I am coding an MNIST digit recognition neural network. I thought I was finished but when I run the program to train the MNIST the accurcacy after each epoch is stable. I use MSE as my cost function and tanh(x) as my activation function. The learning rate is currently set to 0.1.
Here is the accuracy for the first couple of epochs with the first being pre-training:
8.35
9.8
9.8
9.8
9.8
9.8
My functions are these:
tanh(z): Takes a vector as input and outputs the activate vector
tanhDerivative(z): Takes a vector as input and calculates the gradient vector
feedforward(input, stop): calculates the output. Stop means that it is able to stop before the last layer to calculate the activations of any layer
feedforward2(input, stop): calculates the output of the function but the results outputted does not have any activation function
MSE(input, desiredOutput): calculates the MSE
transformer(label): takes a label such as 0 and outputs [[1],[-1],[-1],[-1],[-1],[-1],[-1],[-1],[-1],[-1]]

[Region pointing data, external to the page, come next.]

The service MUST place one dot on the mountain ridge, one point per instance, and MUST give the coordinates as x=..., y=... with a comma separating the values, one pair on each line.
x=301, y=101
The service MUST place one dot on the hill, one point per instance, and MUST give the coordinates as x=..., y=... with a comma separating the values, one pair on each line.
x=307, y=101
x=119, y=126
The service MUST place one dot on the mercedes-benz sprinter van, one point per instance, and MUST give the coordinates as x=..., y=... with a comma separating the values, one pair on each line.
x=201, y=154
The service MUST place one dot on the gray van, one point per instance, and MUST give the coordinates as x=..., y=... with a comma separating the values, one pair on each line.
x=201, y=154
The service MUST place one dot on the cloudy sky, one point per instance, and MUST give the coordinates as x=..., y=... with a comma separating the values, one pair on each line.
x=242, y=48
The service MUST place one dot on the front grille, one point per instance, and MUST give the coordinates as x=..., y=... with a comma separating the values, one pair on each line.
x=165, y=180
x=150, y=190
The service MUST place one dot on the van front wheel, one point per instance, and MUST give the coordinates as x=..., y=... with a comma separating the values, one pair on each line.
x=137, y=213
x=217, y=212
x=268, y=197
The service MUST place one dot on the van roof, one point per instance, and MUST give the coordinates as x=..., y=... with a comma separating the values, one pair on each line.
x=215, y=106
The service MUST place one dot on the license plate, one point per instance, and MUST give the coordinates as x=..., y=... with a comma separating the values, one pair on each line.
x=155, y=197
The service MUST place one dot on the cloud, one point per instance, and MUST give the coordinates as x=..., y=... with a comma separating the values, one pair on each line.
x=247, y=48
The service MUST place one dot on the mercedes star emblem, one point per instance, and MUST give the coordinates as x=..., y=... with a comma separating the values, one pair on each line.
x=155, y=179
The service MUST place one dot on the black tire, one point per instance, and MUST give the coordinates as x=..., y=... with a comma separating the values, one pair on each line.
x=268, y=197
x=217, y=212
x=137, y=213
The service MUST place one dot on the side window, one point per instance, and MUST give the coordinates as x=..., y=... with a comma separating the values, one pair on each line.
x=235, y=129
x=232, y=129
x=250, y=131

The following 2 functions are where I suspect the error lies:
#The actual training. Backpropagation is going to be another algorithm
def train(self, dataLocation, learnRate, batchSize=100):
self.bias_updates = self.bias_templates #This will contain the updates required for the biases
self.weight_updates = self.weight_templates #This will contain the updates required for the weights
file = np.loadtxt(dataLocation, delimiter=",", dtype="float128")
count = 0
print("Starting training")
for row in file:
count += 1
data = []
for item in row:
data.append([item/255]) #This takes an array like [1,2,3,4] and makes it [[1],[2],[3],[4]] which is necessary for this program
desired = self.Transformer(data.pop(0)) #Look at transformer method to understand
self.backpropagation(data, desired)
if count % 100 == 0:
for n in range(0,len(self.bias_updates)):
self.bias_updates[n] *= learnRate
self.weight_updates[n] *= learnRate
self.biases[n] += self.bias_updates[n]
self.weights[n] += self.weight_updates[n]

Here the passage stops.